Lors de la mort de Flaubert, la presse tout entière rendit hommage au grand écrivain. Nous reproduisons quelques extraits d’articles pour en indiquer le sentiment.

Journal des Débats, 16 mai 1880 (Henri Houssaye).

Gustave Flaubert est mort il y a peu de jours à 59 ans. Depuis 25 ans, il était entré dans l’immortalité de l’écrivain. Gustave Flaubert est un des deux ou trois hommes de ce siècle qui ont été consacrés dès leur début. Si Madame Bovary n’a pas eu la vente énorme qui échoit aujourd’hui au premier roman venu, l’auteur a été tout de suite non pas seulement connu, mais reconnu, non pas seulement admiré, mais respecté comme un maître…

Le Temps, 10 mai 1880.

… Il a beaucoup observé et peu écrit, Madame Bovary reste son chef-d’œuvre malgré les pages admirables et les inoubliables descriptions de Salammbô. Le fils du chirurgien normand se révèle à chaque ligne de ce maître-livre qui faisait appeler par Sainte-Beuve Gustave Flaubert le grand prosateur de l’amphithéâtre littéraire.
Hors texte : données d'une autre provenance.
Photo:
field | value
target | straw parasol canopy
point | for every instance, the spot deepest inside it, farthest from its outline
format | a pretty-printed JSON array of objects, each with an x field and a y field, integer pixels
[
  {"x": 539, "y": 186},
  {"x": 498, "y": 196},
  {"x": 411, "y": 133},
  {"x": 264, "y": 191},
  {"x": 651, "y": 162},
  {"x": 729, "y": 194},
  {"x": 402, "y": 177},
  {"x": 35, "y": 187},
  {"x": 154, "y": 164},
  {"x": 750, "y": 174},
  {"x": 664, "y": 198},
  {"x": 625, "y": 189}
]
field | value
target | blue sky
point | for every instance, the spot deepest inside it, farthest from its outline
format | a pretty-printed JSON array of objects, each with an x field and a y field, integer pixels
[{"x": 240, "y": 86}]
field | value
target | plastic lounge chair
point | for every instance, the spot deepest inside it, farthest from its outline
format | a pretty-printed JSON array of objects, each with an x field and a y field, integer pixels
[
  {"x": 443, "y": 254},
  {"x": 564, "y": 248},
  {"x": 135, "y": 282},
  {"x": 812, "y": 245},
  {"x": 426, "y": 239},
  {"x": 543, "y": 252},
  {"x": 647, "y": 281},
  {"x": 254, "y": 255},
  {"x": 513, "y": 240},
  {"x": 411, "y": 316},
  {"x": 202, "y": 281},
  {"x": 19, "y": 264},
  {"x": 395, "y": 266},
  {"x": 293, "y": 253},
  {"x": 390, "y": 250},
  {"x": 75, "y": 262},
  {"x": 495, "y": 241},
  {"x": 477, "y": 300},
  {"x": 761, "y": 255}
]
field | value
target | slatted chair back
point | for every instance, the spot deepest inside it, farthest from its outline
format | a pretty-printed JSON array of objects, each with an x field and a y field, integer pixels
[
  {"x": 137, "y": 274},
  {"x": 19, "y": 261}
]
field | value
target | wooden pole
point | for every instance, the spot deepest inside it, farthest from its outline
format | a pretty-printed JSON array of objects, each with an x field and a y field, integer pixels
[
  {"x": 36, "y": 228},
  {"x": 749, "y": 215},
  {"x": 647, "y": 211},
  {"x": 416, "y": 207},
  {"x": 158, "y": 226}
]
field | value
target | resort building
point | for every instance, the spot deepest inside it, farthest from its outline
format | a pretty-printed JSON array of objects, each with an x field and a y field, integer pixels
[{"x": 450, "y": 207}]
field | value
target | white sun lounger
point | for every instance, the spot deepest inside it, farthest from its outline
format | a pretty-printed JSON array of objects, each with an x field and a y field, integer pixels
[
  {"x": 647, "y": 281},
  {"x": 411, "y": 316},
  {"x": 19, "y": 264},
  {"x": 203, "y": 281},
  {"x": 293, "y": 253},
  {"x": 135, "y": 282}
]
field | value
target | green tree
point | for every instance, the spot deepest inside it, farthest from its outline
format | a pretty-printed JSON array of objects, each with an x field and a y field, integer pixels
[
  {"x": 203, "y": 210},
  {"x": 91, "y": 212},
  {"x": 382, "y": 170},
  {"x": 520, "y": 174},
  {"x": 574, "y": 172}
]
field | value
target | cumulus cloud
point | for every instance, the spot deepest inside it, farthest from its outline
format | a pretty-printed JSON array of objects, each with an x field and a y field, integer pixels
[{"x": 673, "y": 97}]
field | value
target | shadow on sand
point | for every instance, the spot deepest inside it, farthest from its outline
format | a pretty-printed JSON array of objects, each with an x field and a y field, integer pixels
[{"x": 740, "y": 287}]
La France, 10 mai 1880 (André Treille).

Les lettres viennent de perdre sinon une de leurs illustrations, du moins une de leurs célébrités. L’écrivain qui vient de mourir était fils de médecin et avait lui-même fait des études médicales. Quoi qu’on pense des écrits de Gustave Flaubert, de la valeur de ses procédés, de la portée morale de son œuvre, on ne saurait nier qu’il a marqué sa place parmi les écrivains de race et qu’il a exercé une action réelle sur la littérature de ce temps.

L’Événement, 11 mai 1880 (Charles Monselet).

Que celui qui fut l’ennemi de Flaubert se lève et se nomme !

C’est par l’éloge de l’homme que je veux commencer ; l’éloge de l’écrivain viendra après.

Personne n’eut plus que lui la chaleur du cœur et la noblesse de l’esprit, le dévouement à l’amitié, la foi dans tous les beaux sentiments.

Le Gaulois, 9 mai 1880 (Fourcaud).
La littérature française vient d’être frappée douloureusement en la personne de ce romancier très haut, de ce prosateur très mâle, de ce rare et merveilleux artiste qu’était Gustave Flaubert. Cette terrible nouvelle nous arrive brutale comme un coup de foudre et poignante comme un malheur de famille.
 

Nul, parmi les vivants, si ce n’est Victor Hugo, n’a jeté sur son siècle un éclat si grand ; nul surtout n’a sculpté en des mots plus marmoréens de plus impérissables images et fait surgir du papier blanc des apparitions plus éblouissantes.